As mentioned, Phoenix played just about every hit song of theirs that you can think of. No obscure deep cuts or French songs mixed in – just what the fans would order up. After a continuous dozen or so of those songs performed without a break or much banter, Mars disappeared as his band-mates played the mostly instrumental “Love is Like a Sunset” while the screen behind the band depicted a drive through the streets of Paris. Until then the concert was low on glitz – mainly just straight singing and playing – but this was the first of a few wonderful little extras. The next was a blast of fake $100 bills into the crowd before and during “Armistice”, followed by Mars jumping into the crowd – not for the last time – just a foot or two away from me as he sang the anthemic “1901”. Mars stayed close to the crowd, sitting at the edge of the stage with fans’ hands surrounding him for the one lullaby of the evening, “Countdown”. The slow song – which featured only Mars and Chris Mazzalai playing guitar – plus “If I Ever Feel Better” built the tension for “one of the first songs we ever wrote … a dance song, so feel free to dance”, “Funky Squaredance.” Mars moved from the stage through the arena, walking his way through the arena seats as his red microphone cord stretched as far as the eye could see, all the way to the back of the arena and then up front again, through the middle of the GA floor.

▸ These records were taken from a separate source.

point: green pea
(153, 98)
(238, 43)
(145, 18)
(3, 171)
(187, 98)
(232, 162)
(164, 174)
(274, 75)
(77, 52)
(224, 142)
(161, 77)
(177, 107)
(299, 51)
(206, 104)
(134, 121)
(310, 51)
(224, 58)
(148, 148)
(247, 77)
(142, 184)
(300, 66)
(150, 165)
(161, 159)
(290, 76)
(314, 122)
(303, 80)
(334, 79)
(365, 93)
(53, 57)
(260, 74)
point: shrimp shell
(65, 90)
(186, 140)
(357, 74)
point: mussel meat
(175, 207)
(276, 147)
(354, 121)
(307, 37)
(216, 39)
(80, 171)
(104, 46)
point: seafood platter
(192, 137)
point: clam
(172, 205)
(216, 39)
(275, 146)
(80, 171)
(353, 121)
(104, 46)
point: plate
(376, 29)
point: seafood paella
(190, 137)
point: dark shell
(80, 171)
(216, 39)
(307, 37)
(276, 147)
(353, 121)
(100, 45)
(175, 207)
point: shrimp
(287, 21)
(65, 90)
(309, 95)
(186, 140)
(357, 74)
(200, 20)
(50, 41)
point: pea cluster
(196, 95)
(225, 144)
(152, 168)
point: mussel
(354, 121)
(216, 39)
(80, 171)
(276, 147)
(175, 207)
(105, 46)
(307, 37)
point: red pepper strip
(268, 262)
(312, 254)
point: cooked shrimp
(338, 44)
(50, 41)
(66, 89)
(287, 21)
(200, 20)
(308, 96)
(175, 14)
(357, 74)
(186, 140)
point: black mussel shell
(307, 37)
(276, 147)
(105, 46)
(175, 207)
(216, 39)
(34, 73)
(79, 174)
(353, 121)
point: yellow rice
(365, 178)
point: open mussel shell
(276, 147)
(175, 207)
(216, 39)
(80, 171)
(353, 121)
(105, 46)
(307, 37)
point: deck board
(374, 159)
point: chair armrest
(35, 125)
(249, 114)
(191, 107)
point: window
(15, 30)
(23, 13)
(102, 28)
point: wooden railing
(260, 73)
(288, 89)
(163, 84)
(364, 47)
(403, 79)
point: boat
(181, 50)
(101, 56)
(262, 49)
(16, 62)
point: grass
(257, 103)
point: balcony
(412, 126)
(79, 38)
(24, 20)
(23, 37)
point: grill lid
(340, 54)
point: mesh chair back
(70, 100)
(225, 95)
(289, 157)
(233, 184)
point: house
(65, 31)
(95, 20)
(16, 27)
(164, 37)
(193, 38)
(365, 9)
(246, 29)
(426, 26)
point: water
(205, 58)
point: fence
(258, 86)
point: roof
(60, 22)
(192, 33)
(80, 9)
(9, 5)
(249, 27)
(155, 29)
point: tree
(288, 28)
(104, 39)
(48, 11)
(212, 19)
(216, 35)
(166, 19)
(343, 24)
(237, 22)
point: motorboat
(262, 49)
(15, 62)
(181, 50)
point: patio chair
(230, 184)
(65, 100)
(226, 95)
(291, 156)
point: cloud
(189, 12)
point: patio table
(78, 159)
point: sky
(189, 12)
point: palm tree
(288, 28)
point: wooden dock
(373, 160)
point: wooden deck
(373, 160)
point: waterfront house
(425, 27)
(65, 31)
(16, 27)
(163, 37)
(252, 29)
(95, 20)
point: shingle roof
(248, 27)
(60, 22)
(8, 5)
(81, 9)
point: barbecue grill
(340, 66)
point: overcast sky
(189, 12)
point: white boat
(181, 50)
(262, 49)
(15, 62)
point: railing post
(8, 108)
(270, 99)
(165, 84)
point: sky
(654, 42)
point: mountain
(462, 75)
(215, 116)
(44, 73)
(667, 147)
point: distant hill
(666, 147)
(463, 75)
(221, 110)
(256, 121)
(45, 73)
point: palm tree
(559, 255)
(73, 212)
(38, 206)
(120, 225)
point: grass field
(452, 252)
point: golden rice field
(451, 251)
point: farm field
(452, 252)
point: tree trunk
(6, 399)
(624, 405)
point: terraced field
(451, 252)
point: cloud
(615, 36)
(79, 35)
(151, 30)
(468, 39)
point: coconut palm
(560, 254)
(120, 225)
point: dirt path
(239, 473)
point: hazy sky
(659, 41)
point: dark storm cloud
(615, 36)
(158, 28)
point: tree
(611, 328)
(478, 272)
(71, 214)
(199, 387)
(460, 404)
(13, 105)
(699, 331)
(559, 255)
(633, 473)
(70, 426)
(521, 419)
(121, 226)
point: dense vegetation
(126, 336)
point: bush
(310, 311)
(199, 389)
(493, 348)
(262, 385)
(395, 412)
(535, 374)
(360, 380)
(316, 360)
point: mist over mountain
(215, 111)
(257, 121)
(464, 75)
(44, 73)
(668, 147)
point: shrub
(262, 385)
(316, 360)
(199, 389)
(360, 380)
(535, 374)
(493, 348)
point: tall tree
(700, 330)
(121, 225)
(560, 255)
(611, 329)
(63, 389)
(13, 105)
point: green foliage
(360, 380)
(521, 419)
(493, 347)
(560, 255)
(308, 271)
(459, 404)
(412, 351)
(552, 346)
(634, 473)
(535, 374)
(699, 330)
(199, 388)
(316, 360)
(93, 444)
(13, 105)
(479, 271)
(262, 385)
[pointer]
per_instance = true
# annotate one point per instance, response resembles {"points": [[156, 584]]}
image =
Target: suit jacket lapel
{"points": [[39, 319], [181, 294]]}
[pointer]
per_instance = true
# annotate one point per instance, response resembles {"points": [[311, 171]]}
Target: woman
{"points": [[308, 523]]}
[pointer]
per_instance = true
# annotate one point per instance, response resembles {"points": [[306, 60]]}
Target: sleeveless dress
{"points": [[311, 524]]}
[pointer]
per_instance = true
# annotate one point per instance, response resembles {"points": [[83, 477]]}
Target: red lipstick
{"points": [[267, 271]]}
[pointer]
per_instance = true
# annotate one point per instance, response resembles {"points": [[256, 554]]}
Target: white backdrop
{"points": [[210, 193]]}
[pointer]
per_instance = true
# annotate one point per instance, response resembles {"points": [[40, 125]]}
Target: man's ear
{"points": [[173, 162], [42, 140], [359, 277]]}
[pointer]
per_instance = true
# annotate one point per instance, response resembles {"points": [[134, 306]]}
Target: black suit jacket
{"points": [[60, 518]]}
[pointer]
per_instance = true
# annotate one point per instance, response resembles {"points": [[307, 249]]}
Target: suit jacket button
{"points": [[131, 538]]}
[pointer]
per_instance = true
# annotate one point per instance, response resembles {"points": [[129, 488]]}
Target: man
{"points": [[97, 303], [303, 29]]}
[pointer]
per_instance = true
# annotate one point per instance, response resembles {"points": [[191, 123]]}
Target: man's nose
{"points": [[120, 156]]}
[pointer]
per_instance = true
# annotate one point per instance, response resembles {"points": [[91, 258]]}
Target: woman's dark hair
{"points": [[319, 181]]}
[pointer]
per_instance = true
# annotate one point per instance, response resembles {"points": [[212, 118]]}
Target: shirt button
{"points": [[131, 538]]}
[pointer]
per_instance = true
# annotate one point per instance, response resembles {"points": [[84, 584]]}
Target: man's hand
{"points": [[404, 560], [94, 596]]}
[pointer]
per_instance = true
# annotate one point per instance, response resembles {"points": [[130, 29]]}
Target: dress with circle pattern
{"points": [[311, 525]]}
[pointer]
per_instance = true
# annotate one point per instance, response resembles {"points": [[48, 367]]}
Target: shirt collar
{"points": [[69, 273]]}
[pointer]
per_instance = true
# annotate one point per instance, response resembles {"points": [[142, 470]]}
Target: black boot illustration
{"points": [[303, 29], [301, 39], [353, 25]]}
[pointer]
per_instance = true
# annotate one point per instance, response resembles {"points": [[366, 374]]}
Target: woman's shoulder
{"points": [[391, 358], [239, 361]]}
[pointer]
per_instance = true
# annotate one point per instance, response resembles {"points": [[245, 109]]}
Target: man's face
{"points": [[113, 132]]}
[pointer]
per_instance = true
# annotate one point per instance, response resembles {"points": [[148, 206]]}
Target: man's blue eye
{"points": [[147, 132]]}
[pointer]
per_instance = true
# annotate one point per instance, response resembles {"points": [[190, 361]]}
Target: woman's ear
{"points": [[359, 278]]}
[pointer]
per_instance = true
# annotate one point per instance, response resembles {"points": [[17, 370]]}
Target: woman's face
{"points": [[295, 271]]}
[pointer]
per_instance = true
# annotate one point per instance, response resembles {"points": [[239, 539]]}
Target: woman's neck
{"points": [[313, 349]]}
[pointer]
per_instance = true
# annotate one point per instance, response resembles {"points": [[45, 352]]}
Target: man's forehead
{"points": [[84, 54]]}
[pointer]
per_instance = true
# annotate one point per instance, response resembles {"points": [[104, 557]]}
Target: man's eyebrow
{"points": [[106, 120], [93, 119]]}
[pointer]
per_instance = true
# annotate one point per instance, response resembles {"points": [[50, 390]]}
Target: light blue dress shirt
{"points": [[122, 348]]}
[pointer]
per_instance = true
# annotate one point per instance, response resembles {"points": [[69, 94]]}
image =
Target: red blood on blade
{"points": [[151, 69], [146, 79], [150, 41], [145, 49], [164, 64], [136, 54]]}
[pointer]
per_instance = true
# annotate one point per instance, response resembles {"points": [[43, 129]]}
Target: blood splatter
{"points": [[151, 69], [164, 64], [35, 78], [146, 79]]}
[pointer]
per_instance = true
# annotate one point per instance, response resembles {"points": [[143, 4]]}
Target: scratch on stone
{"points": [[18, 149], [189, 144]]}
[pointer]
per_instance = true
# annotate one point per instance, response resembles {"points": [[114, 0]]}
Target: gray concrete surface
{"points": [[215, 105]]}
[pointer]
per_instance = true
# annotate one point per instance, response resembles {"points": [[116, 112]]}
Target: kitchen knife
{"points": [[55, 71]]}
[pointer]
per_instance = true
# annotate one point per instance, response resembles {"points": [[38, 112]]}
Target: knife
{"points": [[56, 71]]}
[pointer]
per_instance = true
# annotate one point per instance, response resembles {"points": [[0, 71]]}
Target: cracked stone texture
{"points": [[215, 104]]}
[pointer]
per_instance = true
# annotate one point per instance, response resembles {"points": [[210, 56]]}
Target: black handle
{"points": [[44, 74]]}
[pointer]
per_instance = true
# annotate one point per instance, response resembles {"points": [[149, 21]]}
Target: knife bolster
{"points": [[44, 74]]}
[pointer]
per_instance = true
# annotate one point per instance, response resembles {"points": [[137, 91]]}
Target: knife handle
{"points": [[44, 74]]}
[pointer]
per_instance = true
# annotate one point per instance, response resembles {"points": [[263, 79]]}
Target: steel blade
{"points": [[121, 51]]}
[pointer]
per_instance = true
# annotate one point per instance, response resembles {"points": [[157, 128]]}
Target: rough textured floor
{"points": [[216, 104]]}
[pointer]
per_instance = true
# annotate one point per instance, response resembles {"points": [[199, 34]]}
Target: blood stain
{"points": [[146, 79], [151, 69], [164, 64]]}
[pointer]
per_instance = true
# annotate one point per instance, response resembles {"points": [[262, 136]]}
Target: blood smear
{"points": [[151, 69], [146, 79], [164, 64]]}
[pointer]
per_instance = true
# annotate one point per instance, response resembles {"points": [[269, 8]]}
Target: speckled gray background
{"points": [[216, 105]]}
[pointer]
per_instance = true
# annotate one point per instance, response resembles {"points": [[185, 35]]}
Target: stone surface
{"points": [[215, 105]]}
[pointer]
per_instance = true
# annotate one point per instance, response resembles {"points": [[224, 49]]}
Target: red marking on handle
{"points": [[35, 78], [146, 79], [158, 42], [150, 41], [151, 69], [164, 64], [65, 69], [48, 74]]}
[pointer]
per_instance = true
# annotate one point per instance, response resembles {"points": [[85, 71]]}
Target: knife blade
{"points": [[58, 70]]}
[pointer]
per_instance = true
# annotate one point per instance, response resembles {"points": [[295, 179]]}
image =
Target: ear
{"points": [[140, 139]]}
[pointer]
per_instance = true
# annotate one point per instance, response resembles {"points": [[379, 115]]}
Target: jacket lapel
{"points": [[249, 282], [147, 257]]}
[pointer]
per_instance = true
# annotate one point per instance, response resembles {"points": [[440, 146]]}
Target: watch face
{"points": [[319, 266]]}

At this point he stopped and surfed the wave of the crowd all the way back to the stage, as my hands were two of the many that helped push him along back up to sing “Rome.” The electricity in the arena was so strong you could feel it, and then the band did the only thing that could possibly raise it even more – they invited as much of the crowd as possible (which obviously was just those of us in the very front) to climb up on stage with them. As Phoenix put the ultimate bow on a truly incredible evening, I climbed up on stage, standing in awe of the wondrous crowd in front of me. For a brief moment I knew what it was like to stand on an arena stage with 20,000 fans looking back at you, smiling, genuinely ecstatic. This was a feeling I’ll never forget.
 In alphabetical order: Arcade Fire, Dinosaur Jr, the Drums, Dum Dum Girls, the Hives, Matt & Kim, Metric, MGMT, the National, Phoenix, Sleigh Bells, the Strokes, the Vaccines, Vampire Weekend. Yes, I realize my top 10 has 14.
 Random note: If this song is an indication of a new sound or direction for the Vaccines, I will be extremely disappointed.